Reputation: 155
I'm asked to catch any html tag using regular expression:
A. <TAG ATTRIBUTE="VALUE"/> or
B. <TAG ATTRIBUTE="VALUE"> or
C. <TAG/> or
D. <TAG> or
E. </TAG>
Here is my pattern:
/** A pattern that matches a simple HTML markup. Group 1 matches
* the initial '/', if present. Group 2 matches the tag. Group
* 3 matches the attribute name, if present. Group 4 matches the
* attribute value (without quotes). Group 5 matches the closing
* '/', if present. */
public static final String HTML_P3 =
"<(/)?\\s*([a-zA-Z]+)\\s*([a-zA-Z]+)?\\s*=?\\s*\\\"?([^\\\"]+)?\\\"?\\s*(/)?>";
Here is a snippet of the test given:
public static void p3(String name, String markup) throws IOException {
out.println("Problem #3.");
Scanner inp = new Scanner(new FileReader(name));
while (inp.findWithinHorizon(markup, 0) != null) {
MatchResult mat = inp.match();
if (mat.group(1) != null
&& (mat.group(5) != null || mat.group(3) != null)) {
out.printf("Bad markup.%n");
continue;
}
out.printf("Tag: %s", mat.group(2));
if (mat.group(3) != null) {
out.printf(", Attribute: %s, Value: \"%s\"",
mat.group(3), mat.group(4));
}
if (mat.group(5) != null || mat.group(1) != null) {
out.print(" end");
}
out.println();
}
out.println();
}
Here is the input:
This is a simple <i>mark-up</i>. Next comes
one <input value="3"/> that's closed,
followed by a list of names:
<ol color="green">
<li> Tom </li>
<li > Dick </li>
<li> Harry </li>
</ol>
The correct answer should be:
Problem #3.
Tag: i
Tag: i end
Tag: input, Attribute: value, Value: "3" end
Tag: ol, Attribute: color, Value: "green"
Tag: li
Tag: li end
Tag: li
Tag: li end
Tag: li
Tag: li end
Tag: ol end
However, I can never catch any ending tag, and here is my output:
Problem #3.
Tag: i
Tag: input, Attribute: value, Value: "3" end
Tag: ol, Attribute: color, Value: "green"
Tag: li
I've tried using regexpal.com and my pattern matches everything. Can someone shed some lights please?
Upvotes: 2
Views: 159
Reputation: 89547
First at all, since you are trying to write a regex pattern for java, use a java regex tester.

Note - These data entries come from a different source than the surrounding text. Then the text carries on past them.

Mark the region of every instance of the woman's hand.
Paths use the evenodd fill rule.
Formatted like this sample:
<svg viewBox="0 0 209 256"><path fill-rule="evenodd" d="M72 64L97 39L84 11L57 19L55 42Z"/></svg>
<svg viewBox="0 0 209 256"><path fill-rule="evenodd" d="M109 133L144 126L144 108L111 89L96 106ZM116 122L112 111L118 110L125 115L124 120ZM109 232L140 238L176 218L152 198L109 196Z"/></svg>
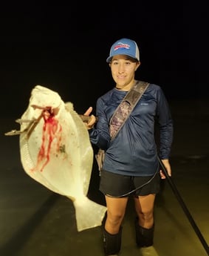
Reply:
<svg viewBox="0 0 209 256"><path fill-rule="evenodd" d="M162 160L162 162L168 172L168 176L171 176L171 168L169 160L168 159L164 159L164 160ZM165 175L164 174L162 170L160 170L160 174L161 179L166 178Z"/></svg>
<svg viewBox="0 0 209 256"><path fill-rule="evenodd" d="M89 116L88 122L84 122L86 126L86 128L88 130L92 129L94 127L95 123L96 122L96 117L94 115L90 115L91 113L92 112L92 110L93 110L93 108L89 107L83 114L84 116Z"/></svg>

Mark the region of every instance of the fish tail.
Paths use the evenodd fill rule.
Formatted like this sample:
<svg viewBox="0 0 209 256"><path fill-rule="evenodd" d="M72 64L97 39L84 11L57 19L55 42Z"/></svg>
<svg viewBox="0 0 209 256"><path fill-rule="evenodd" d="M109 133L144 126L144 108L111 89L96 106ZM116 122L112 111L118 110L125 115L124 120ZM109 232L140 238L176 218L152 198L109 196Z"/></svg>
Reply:
<svg viewBox="0 0 209 256"><path fill-rule="evenodd" d="M107 210L106 206L89 200L86 196L76 198L73 204L78 232L102 225Z"/></svg>

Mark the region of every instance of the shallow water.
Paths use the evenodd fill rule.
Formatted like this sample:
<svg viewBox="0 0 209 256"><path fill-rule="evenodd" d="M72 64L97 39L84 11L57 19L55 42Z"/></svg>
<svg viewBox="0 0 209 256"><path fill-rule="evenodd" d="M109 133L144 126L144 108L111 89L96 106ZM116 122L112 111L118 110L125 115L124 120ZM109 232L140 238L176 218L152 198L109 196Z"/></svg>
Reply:
<svg viewBox="0 0 209 256"><path fill-rule="evenodd" d="M174 140L171 157L172 180L193 220L209 243L209 104L173 101ZM72 201L32 180L24 171L16 128L1 119L0 255L103 256L101 226L78 232ZM94 164L89 198L104 204ZM155 209L154 252L148 255L207 256L208 254L168 180L162 181ZM143 256L134 240L131 197L123 223L121 256Z"/></svg>

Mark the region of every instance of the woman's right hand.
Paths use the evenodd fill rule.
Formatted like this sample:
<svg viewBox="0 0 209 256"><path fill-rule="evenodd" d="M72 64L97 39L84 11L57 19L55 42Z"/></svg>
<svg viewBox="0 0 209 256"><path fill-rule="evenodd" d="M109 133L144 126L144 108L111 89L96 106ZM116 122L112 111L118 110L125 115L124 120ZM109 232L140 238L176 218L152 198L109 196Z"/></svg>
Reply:
<svg viewBox="0 0 209 256"><path fill-rule="evenodd" d="M89 116L89 119L88 119L88 122L84 122L86 126L86 128L88 130L90 130L92 129L94 125L95 125L95 123L96 122L96 117L94 116L94 115L90 115L91 113L92 112L92 110L93 110L93 108L92 107L89 107L86 111L84 113L84 116Z"/></svg>

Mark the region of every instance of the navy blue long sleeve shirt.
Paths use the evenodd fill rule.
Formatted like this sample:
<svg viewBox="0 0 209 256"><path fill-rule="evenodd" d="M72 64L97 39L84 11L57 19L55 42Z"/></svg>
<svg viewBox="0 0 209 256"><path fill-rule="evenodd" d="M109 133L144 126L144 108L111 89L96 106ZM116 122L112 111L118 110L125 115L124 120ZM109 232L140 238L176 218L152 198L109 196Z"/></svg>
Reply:
<svg viewBox="0 0 209 256"><path fill-rule="evenodd" d="M112 141L109 122L127 91L113 88L98 98L96 127L90 140L106 150L103 169L130 176L151 176L159 168L157 154L168 159L173 140L173 121L167 99L159 85L150 84L128 119ZM155 125L159 127L159 152Z"/></svg>

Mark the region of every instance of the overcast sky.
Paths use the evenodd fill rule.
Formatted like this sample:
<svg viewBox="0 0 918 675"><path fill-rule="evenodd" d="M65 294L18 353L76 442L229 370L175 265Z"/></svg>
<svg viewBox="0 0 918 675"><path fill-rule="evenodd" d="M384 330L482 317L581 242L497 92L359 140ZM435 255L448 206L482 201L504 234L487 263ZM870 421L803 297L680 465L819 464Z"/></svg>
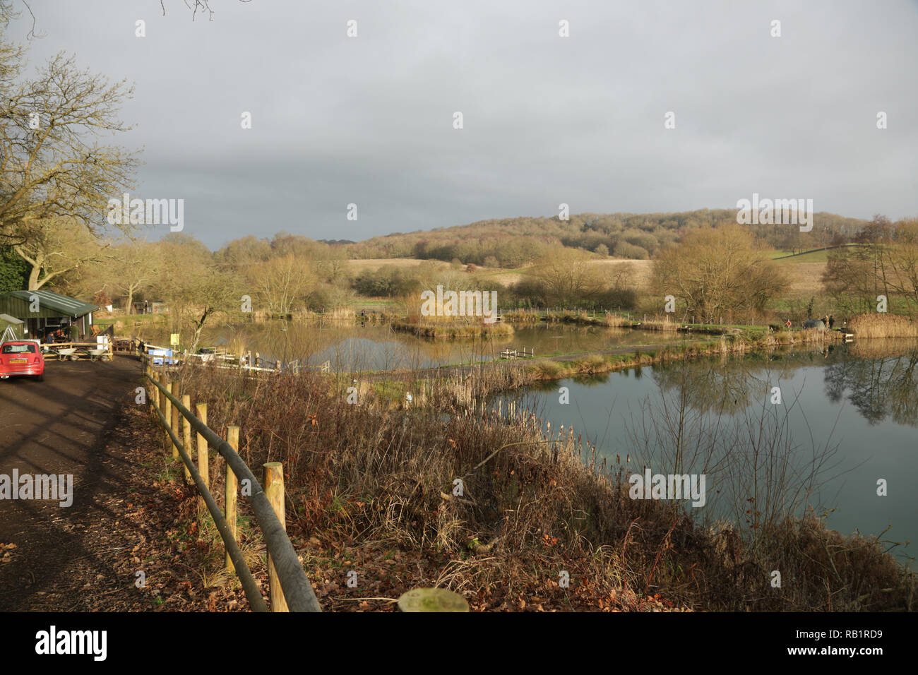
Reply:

I'm not a java expert, but i'm not sure you need to triple escape the double quotes.
One of the problems in your pattern is that you use successive question marks: ([a-zA-Z]+)?\\s*=?\\s*\"?([^\"]+)?\"?
instead of grouping all in a non capturing group:
(?:([a-zA-Z]+)\\s*=\\s*\"([^\"]+)\")?
(if there is no attribute, then there is no equal, no quotes, no value too)
You can try this: (written as java string)
"(?i)<(/)?([a-z1-6]+)(?:\\s+([a-z]+)\\s*=\\s*\"([^\"]*+)\"\\s*)?(/)?>"
Upvotes: 1